For some, attention like that can be off putting and feel a bit like you’re on display, which in some instances can disgustingly resemble the Human Zoos Blacks like Saartjie Baartman were once put in. But I would only feel that way if their curiosities came with unwanted gawking or groping, and rude gestures. But, for the most part, no one crossed the line. Though one waiter in a Mexican-style restaurant looked like he was about two seconds away from grabbing my hair after he mentioned how nice my braids were, but I think my what-is-this-fool-about-to-do stare let him know to keep his hands to himself.

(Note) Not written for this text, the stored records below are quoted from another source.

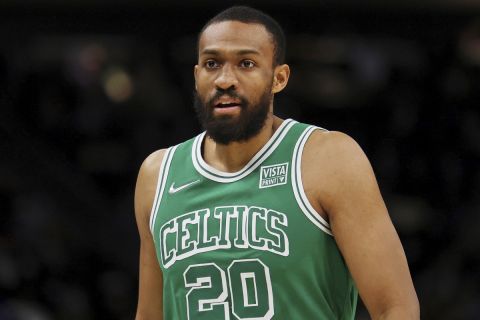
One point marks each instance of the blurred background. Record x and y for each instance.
(88, 89)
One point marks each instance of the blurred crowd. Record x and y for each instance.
(80, 110)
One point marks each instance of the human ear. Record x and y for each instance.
(280, 77)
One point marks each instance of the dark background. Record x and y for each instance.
(89, 89)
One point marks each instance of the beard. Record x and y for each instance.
(226, 129)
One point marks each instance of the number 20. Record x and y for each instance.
(250, 291)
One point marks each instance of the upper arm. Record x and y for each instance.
(150, 293)
(348, 193)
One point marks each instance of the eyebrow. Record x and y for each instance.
(239, 52)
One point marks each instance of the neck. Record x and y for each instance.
(235, 155)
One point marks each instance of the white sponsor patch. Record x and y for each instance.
(273, 175)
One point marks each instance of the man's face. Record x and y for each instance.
(234, 79)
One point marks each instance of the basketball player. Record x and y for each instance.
(260, 217)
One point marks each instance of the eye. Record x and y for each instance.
(247, 64)
(211, 64)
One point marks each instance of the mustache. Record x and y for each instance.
(226, 92)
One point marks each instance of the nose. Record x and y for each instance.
(226, 78)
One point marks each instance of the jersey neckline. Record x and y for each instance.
(211, 173)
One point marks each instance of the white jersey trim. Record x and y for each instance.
(162, 179)
(297, 184)
(226, 177)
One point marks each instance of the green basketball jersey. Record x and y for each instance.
(248, 244)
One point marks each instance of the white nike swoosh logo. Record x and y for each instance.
(173, 190)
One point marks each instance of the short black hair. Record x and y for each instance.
(250, 15)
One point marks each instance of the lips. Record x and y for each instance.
(227, 102)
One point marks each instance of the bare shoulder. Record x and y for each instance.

So, my experience with race relations in Puerto Rico was luckily nowhere near what I expected. I do admit that could be for any number of reasons and that someone else could have an entirely different experience, but at the end of the day, I do believe that if you make up in your mind that you’re going to have fun regardless, no back-handed compliment, micro-aggression, or blatant racism would ruin your entire trip. Ignorance and racism, as we’ve seen time and time again is quite alive even 2016, so don’t fool yourself into thinking all will be fine. Remain aware of the possibility for hostility, but don’t allow it to dictate how much fun you’ll have on your trip.